How to Use This Calculator
- Select metric or imperial units.
- Enter the child’s age, sex, weight, and height.
- Choose one pediatric equation.
- Select an activity factor that best matches routine movement.
- Keep stress factor at 1.00 unless you need a planning adjustment.
- Press the calculate button.
- Review BMR, maintenance estimates, BMI, and graph output.
- Use CSV or PDF export to save the summary.
FAQs
1) What does child BMR mean?
It is an estimate of calories the body uses at rest for essential functions, such as breathing, circulation, temperature control, and tissue maintenance.
2) Which equation should I choose?
Schofield weight plus height is often useful when both measurements are reliable.
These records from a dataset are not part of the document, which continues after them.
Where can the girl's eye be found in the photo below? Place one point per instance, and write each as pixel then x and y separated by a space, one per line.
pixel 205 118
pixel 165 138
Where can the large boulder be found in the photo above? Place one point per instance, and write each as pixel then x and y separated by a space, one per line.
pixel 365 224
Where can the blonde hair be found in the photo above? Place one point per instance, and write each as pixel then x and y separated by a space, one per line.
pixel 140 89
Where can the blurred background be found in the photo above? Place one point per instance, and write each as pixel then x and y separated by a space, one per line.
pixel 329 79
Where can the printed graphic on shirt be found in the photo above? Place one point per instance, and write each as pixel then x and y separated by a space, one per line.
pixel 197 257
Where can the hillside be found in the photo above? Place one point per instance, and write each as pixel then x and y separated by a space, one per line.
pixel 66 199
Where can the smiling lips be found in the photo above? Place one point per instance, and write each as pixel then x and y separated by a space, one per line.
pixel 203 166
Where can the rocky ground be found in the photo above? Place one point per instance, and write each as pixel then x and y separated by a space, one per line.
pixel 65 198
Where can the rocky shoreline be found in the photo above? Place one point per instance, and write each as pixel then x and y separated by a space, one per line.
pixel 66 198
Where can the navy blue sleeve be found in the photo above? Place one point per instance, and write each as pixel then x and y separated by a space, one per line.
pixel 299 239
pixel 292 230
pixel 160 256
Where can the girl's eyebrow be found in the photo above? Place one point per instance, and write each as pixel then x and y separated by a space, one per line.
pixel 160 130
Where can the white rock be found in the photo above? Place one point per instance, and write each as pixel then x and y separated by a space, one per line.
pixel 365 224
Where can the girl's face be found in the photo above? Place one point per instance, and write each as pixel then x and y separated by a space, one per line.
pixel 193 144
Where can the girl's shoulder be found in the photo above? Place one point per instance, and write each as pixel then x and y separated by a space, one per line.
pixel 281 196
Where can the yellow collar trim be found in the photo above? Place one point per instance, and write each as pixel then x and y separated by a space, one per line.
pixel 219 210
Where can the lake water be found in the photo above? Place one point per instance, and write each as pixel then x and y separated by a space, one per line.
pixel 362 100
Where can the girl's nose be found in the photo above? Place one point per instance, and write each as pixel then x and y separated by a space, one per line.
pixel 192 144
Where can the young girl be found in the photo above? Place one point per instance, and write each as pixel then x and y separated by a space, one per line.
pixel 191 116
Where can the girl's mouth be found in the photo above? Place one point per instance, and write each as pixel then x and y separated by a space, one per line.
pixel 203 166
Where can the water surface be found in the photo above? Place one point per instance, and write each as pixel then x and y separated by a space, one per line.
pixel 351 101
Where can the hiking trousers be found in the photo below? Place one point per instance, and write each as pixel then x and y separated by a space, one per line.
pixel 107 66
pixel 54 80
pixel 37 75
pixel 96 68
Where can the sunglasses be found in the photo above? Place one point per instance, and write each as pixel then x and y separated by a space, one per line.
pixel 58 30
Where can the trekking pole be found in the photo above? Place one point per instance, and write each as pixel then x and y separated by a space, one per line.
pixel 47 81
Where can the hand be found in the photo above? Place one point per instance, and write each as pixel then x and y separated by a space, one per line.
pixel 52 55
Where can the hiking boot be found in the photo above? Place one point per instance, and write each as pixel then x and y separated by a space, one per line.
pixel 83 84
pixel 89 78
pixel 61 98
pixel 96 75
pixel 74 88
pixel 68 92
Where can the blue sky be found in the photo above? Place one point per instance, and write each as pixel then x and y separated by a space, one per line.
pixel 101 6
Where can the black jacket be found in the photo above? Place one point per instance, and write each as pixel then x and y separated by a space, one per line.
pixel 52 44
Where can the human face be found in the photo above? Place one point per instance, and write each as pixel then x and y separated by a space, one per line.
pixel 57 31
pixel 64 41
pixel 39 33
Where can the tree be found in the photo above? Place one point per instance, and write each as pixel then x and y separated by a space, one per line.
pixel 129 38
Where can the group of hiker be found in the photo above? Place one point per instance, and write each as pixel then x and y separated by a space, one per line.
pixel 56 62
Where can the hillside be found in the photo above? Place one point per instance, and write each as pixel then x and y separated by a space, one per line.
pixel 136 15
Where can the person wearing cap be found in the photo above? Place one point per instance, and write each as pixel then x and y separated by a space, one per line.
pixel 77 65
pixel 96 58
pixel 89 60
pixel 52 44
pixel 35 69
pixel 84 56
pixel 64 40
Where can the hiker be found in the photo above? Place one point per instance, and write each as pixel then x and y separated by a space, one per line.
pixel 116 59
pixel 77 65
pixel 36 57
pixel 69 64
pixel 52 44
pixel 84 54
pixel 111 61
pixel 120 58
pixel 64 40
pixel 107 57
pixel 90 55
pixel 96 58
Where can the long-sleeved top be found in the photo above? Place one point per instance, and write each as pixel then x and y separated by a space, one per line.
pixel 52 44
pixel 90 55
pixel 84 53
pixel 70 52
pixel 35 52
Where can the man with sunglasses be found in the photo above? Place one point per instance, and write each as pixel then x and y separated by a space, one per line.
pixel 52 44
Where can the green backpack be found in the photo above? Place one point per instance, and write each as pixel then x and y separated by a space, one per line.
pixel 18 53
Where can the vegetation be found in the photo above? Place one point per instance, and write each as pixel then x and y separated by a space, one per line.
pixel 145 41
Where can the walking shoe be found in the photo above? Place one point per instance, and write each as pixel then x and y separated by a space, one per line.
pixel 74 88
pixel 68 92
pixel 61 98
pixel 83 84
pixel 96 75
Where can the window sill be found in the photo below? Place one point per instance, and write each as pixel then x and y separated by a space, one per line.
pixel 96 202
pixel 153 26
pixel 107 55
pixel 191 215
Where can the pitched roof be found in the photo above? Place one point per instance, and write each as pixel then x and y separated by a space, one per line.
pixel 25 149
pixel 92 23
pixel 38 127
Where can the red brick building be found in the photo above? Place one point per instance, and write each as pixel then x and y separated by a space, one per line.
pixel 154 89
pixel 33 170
Weight-only options are helpful when height is uncertain or a quick estimate is enough.
3) Can I use pounds and inches?
Yes. Switch the unit selector to imperial. The calculator converts the values internally before applying the selected child equation.
4) Why does the page also show daily calorie estimates?
BMR is a resting baseline. Daily needs are usually higher, so the calculator adds activity and stress multipliers to provide a broader planning view.
5) Is BMI enough to assess a child?
No. This page shows BMI as a raw number only. Proper child interpretation usually needs age-specific growth chart context and professional review.
6) Should I change the stress factor during illness?
Only as a rough planning step. Illness, recovery, fever, and growth patterns can change needs, so medical guidance is better for important decisions.
7) What do the CSV and PDF buttons save?
They save the current result summary. CSV exports the numeric fields. PDF exports the visible result report for easy sharing or records.
8) Is this calculator for diagnosis?
No. It is an educational estimator. Growth problems, feeding issues, sports plans, and disease-related nutrition questions need personalized professional assessment.